Podcast Transcript
We’ve all heard the quote.
There’s golf, then there’s tournament golf.
Competitive golf is a whole different beast. But why is it so different? It’s just golf right? You’re just hitting a ball with a club on a golf course right? It should feel the same as when you play in a casual round right?
No. Competitive golf is indeed different. There’s pressure in competitive golf that doesn’t exist in casual golf. But why? What causes that pressure? Pressure could be defined as “the felt stress of potential consequences”. When you are playing a competitive round, there’s built in consequences. There’s your name on a leaderboard. There’s other people seeing what you shot. There’s your game compared to others. There’s the potential good consequence of winning and getting an award for your skill. Which causes the pressure to perform so you don’t not get the opposite of that.
These consequences are where the pressure comes from. They’re all based on some level on fear. Fear of the opposite of all those positive consequences. Fear of realizing the negative consequences. You want other people to think you’re a good player, which leads to fear of people thinking you’re not a good player if you play bad. You want to be high on the leaderboard, which leads to a fear of not wanting to be low on the leaderboard.
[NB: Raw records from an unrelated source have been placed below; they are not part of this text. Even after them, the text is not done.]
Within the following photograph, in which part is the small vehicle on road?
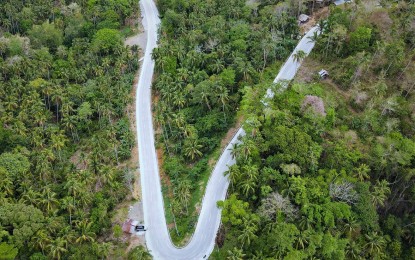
[134,225,147,232]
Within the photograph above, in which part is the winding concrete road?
[136,0,322,260]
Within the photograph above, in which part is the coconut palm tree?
[47,237,68,259]
[184,138,203,161]
[226,247,245,260]
[365,232,386,257]
[354,163,370,182]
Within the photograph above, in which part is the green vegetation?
[0,0,141,259]
[153,0,298,242]
[211,1,415,259]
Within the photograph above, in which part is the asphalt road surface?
[136,0,316,260]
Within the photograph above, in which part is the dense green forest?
[0,0,138,259]
[212,1,415,259]
[153,0,299,241]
You want your hard work to have not been for nothing, which leads to a fear that maybe your hard work was for nothing.
This is the first law of pressure: The more you want a good thing, the more you’re afraid of the bad thing.
There would be no pressure if you didn’t fear the negative consequences. And there would be no negative consequences if you didn’t really care about getting any awards of any kind, whether it be a physical award or the award of other people thinking highly of you. If none of those things mattered to you, then you would feel no pressure.
But that’s of course not realistic. Why would you sign up for a tournament if not to strive for some kind of positive consequence? The reason you’re signing up is to go for something. The reason you play any round of golf is to go for something. Which brings in the potential of not getting that thing, which creates pressure.
And this is where a lot of players go wrong. It’s where I used to go wrong. I used to think that feeling pressure meant I was mentally weak. That pressure was causing me to play bad. That I needed to figure out a way to push the pressure away, and make it so I didn’t feel it, and then I could play well. Then I could play up to my potential.
But this is a mistake because this sets up a poor relationship with pressure. This ensured that every time I played a competitive round that I would be locked in a battle against myself; against my own feelings. So every time I played, I was fighting two battles: the golf course and myself. I was spending the entire round fighting my own feelings, especially towards the beginning and end of rounds when the pressure felt the highest. I would feel the pressure, dislike the feeling, try to make it go away through something like breathing or positive self-talk, it wouldn’t go away, so I would try even harder to make it go away, which would add even more pressure, until I was totally spiraled down in a battle of overthinking and stress.
This obviously doesn’t work. So what would be a better way to approach it? It would be the opposite of this battle. It would be accepting the presence of the pressure.
You’ve heard the phrase “pressure is a privilege.” This is good psychology because it creates a good relationship with your internal feelings. It allows you to feel pressure, and be ok with that feeling. Even embrace it, seek it out. You sign up for a tournament in the hopes of getting to experience pressure. Why? Because the presence of pressure means you’re in a situation where you could both get and lose what you want.
You can’t have one without the other. To wish away the uncomfortable feelings of pressure is to wish away the potential reward of doing well.
So here’s the second law of pressure: the more you accept pressure, the less you let the pressure affect you.
The best way to play worse under pressure is to hate the feeling of pressure. And the best way to play well under pressure is to love the feeling of pressure.
So every competitive round has the obvious battle against the course and your game stacked against other players. But the internal battle is probably the most important when you play competitive golf.
As Raymond Prior says in his book Golf Beneath the Surface,
Developing physical skills is vitally important; however, you can be as skilled as any golfer in the world, but if you’re not addressing your relationship with your inner experience, physical ability will only take you so far.
The battle is how well can you accept your own internal thoughts, feelings, and emotions. The better you can do that, the more readily you’ll access your skill, which is how you play up to your potential, and give yourself the best chance to do well in the competitive round.